Y se volvió para mirar por la ventana el paisaje dorado que iba desapareciendo.

Birkin no podía dejar de percibir lo hermoso y mili­tar que era su rostro, con cierto coraje para ser indi­ferente.

-¿Piensas que tenemos pocas probabilidades? –dijo Birkin.
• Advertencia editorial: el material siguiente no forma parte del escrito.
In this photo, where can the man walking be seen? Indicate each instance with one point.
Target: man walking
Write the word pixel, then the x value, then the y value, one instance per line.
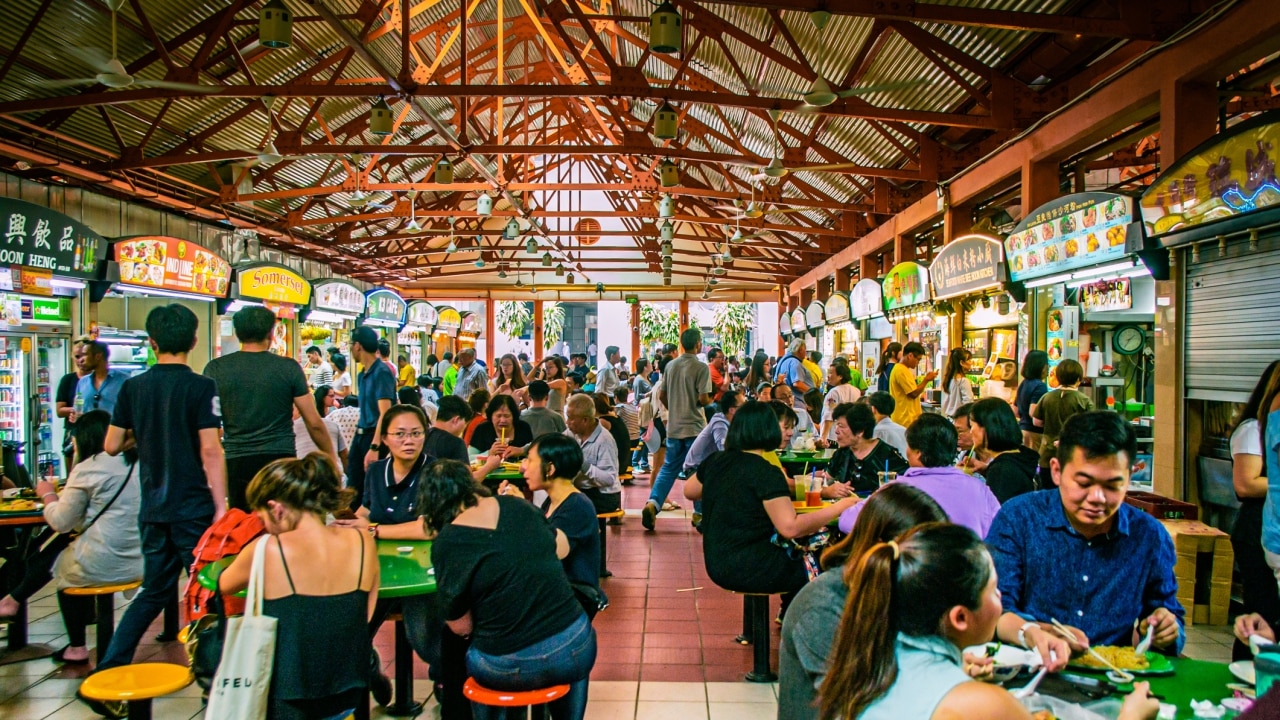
pixel 173 415
pixel 376 386
pixel 686 387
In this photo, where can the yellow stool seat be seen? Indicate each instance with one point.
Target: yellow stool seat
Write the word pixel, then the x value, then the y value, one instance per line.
pixel 105 589
pixel 144 680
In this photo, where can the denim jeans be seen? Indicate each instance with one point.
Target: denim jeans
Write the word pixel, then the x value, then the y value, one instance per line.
pixel 167 550
pixel 677 449
pixel 565 657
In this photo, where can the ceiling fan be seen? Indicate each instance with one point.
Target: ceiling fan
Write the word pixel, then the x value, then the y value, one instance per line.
pixel 110 71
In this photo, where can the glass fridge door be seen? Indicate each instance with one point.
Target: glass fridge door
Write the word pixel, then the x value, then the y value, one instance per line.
pixel 51 364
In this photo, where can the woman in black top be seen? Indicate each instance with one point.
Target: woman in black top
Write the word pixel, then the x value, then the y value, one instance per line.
pixel 1013 466
pixel 859 458
pixel 503 425
pixel 320 584
pixel 499 580
pixel 745 502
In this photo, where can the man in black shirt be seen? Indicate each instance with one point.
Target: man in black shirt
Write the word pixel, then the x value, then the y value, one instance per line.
pixel 259 392
pixel 173 415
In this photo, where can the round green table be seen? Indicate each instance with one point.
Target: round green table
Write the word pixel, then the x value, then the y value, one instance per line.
pixel 402 574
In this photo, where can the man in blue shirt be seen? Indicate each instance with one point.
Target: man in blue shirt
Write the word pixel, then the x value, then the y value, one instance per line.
pixel 1082 556
pixel 100 384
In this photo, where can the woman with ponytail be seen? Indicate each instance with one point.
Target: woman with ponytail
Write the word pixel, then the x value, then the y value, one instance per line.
pixel 316 575
pixel 913 604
-Si hemos de construir nuestra vida a partir de una mujer, una mujer y sólo una mujer, sí lo creo –dijo Gerald-. No creo que construya jamás mi vida así, a ese precio.

Birkin le miró casi enfadado.

-Eres un descreído nato -dijo.

-Sólo siento lo que siento -dijo Gerald. Y miró de nuevo a Birkin casi burlonamente, con sus ojos azules, viriles e intensamente iluminados. Los ojos de Birkin estaban llenos de rabia en ese momento, pero pronto se tornaron preocupados, dubitativos, y luego llenos de risa y de un afecto cálido, rico.